役に立ちそうに無い伯爵との電話を切って考える。

 

 自分は何をしているのか?別に大して仲の良いわけでは無い学生の音信が不通であるだけでは無いか?あれは煩い貴族共の回し者だ。消え去ってむしろ気楽では無いか?

 

 そう考えそのまま放置しておこうと考えた。だが、どこか後ろ髪を引かれる感覚……いや、これはもっと根源的な物だ。虫の知らせ、あるいは動物的な本能あるいは直感と呼ぶべきもの……それは恐らく彼の軍事的指導者として、一人の戦士としての一種の才覚・超感覚の片鱗であっただろう……それが自身にその選択を選ばせた。

 

 結果的にこの不良学生は相当詳しく事態を把握していた。元々帝国騎士である。帝国人街での動員を知るのも、その事情を知るのも難しくない。ハイネセン警察相手には禄に口を聞かない住民達も同胞、しかも貴族様相手ならば結構簡単に事情を話してくれる。

 

 同時に、彼はほかの帝国系市民と違い連邦系市民とも親交がある。恐らく彼女が帝国人街では無くベルヴィル街、あるいはその周辺で消えたのはほぼ確定だろう。ダイナーレストランで顔見知りになっていた飲んだくれ達にそれとなく聞いて見れば……案の定、ここらの下町で見慣れない車が朝っぱらに目撃された。グレートロード社のハイネセン資本100%の悪趣味な車を乗り回す奴なぞここらの住民にはいない。

 

 車種は分かった。シリアルナンバーは不明確だが方角も分かった。

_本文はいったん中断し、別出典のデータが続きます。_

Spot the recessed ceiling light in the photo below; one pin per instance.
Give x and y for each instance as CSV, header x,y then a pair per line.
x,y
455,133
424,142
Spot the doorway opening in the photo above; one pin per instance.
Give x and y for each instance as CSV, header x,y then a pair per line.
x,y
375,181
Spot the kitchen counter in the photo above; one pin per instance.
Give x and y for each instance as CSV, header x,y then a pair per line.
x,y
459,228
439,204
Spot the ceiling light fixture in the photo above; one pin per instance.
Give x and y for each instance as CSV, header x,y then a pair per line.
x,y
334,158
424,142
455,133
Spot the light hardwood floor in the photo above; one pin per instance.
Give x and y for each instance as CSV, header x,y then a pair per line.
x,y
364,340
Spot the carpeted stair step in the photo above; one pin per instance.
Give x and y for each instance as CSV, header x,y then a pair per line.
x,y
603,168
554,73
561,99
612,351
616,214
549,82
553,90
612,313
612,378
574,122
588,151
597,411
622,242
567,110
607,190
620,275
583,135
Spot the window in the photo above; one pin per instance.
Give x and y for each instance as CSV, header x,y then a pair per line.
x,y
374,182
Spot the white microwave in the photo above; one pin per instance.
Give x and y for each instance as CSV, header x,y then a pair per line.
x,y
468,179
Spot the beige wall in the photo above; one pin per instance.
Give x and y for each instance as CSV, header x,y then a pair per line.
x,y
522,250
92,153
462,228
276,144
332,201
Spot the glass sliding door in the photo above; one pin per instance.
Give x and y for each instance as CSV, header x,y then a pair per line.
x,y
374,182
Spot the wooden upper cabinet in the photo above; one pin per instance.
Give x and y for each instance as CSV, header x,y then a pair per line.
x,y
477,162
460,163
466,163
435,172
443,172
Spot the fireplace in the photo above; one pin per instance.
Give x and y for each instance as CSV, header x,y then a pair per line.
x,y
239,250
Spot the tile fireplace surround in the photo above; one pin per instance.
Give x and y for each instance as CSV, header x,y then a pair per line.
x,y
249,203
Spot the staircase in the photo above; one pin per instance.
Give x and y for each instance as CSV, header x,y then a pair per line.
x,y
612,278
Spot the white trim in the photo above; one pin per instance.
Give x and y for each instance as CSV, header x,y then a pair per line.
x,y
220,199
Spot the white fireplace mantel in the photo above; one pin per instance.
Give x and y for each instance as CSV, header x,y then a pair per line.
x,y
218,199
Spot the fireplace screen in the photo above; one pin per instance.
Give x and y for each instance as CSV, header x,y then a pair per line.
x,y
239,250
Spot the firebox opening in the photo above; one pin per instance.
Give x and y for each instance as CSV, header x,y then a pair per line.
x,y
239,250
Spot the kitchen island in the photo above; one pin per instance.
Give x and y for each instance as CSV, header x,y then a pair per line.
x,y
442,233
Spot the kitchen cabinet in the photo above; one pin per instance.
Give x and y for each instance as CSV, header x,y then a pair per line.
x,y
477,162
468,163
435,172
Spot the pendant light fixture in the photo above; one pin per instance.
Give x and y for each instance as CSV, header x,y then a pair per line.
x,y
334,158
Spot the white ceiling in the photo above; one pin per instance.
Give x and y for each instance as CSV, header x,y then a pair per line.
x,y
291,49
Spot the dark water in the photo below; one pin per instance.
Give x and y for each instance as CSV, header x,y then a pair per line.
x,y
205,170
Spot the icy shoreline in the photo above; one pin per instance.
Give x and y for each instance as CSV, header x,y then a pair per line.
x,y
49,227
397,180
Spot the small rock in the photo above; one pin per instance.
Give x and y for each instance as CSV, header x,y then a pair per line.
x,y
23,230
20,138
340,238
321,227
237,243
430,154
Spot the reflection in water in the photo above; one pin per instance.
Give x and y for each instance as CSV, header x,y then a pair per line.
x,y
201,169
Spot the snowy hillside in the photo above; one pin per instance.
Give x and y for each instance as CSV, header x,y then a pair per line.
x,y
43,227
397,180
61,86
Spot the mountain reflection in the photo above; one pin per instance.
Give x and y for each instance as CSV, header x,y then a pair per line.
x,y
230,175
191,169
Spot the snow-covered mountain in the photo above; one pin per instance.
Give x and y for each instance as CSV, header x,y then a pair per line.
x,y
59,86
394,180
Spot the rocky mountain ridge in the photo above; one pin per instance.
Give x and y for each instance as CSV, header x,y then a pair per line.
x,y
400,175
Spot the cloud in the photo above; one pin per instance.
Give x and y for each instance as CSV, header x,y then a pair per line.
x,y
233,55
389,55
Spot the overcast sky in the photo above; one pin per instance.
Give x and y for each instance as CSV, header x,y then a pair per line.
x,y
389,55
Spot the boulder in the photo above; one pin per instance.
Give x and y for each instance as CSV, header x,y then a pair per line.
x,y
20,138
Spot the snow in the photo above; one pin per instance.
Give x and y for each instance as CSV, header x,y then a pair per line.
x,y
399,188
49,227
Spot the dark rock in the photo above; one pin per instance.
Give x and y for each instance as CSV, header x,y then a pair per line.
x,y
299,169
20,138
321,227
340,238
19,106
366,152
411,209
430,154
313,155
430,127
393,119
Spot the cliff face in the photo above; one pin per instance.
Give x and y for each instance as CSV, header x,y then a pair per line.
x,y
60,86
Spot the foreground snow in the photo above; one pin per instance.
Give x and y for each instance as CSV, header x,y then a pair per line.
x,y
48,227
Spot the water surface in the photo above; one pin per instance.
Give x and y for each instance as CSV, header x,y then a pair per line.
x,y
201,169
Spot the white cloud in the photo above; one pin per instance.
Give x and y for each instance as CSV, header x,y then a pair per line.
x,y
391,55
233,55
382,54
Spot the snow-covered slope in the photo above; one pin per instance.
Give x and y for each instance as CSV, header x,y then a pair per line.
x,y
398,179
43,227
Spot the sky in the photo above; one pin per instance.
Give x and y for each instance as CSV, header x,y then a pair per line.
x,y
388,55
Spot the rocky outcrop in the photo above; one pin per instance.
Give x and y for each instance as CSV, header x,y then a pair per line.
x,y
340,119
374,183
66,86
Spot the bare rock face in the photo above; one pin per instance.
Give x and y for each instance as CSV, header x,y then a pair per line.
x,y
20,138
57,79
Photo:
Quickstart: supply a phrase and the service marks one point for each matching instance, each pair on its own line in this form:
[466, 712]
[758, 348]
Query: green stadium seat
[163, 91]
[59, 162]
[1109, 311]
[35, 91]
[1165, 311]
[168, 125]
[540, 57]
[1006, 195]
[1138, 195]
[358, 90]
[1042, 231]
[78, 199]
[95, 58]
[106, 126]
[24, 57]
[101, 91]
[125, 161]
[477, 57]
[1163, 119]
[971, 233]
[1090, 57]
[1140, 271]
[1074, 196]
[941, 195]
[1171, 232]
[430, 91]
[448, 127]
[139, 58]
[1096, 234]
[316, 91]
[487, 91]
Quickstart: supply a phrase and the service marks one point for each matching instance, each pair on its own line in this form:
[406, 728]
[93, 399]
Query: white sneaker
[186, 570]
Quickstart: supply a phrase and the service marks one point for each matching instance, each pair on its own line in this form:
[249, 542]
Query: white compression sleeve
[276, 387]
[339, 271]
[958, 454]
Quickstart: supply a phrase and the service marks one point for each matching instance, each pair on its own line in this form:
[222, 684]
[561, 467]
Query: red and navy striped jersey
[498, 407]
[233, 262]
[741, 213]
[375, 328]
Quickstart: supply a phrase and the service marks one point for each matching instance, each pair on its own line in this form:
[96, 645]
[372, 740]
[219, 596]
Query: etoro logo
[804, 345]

と、なると拉致された時間帯と動画の送られた時間帯から逆算すると……。

 

「この辺りだな」

 

 テルヌーゼン市地図の一角に赤ペンで円を描く。人気の少ない郊外……無論、それでもかなり広い範囲だが。

 

「……呆れたな。まるで情報部にいるみたいだ」

 

 自分のやっている作業を客観的に見てそう自虐する。尤も実戦ではこの程度でどうにかなるほど敵も間抜けでは無かろう。無能な敵あらば150年も戦争していまい。

 

問題があるとすれば……。

 

「この範囲を一人で探すのはちと厳しいか」

 

 それなりに絞り込んだとはいえ相当な範囲だ。少なくとも今日明日で捜索出来るとは思えない。

 

「さてさて……どうするか」

 

 断片的情報では数日以内に哀れな生贄になると聞いている彼女をそれまでに見つけ出せるか、と聞かれたら肯定出来ない。むしろ、すぐに動いて良かった。一日でも動くのが遅ければどうにもならなかっただろう。

 

「御偉いさんに頼み込む、と言うのもな……」

 

 人質を考慮するほど門閥貴族が優しいなぞとはシェーンコップも思っていない。と、なると……。

 

「……人命とプライドの二者択一ですかな?」

 

 侯爵様に土下座でもすれば万に一つくらいは配慮してくれるか、等と考える。同時に自分の土下座がその程度の価値しかないのか、と考え苦笑する。

 

「元より、誇りでは飯は食えんからな」

 

 母は話によると零落れて乞食になるくらいならと毒をあおったと聞いている。尤も、他人は誰も称賛なぞしていないが。零落れた貴族が自暴自棄になって死んだだけだ。父は危険を承知で直訴して帰らず、同盟に亡命した祖父は頑固に孤高を保ち誰の助けも取らず呆気なく死んだ。軍人の兄も骨になって帰り、祖母もやぶ医者にかかるのを拒否して死んだ。所詮その程度のものだ。

 

 それでも一抹の抵抗感があるのは、やはり自分もあの家族の血縁なのだろうな、と思う。

 

「……仕方ないな。見捨てるのも寝覚めが悪いからな」

 

 分の悪い賭けだが仕方あるまい……缶コーヒーの中身を全て飲み干すと不良学生はぶっきら棒にそれを捨てる。すぐに缶は公園巡回中の掃除ドローンに回収される。

 

 御苦労な事だ、そんな事を考え立ち上がる。あの無駄に豪華な屋敷に行くのも気が引けるな、なぞと思いながら歩き始めようとする、と同時に不良学生は警戒を強めた。

 

「失礼、ワルター・フォン・シェーンコップ氏でよろしいか?」

「……ええ、そうですが?」

 

 シェーンコップは振り向く。そこには鋭い目つきの明らかに非好意的な男が佇みながら彼を睨んでいた。

 

「さてさて、鬼が出るか蛇が出るか……ですかな?」

 

 自分を遠くから取り囲む集団を見ながら不良学生は皮肉気味にそう呟いた。

 

 

 




前半の歌の元型は「America the Beautiful」美しい曲です。

最近帝国人がヴィンランド・サガみたいな戦闘狂の集団になってきた。まぁどんなに着飾ってもゲルマン人は文明国ローマから見たら蛮族だからね?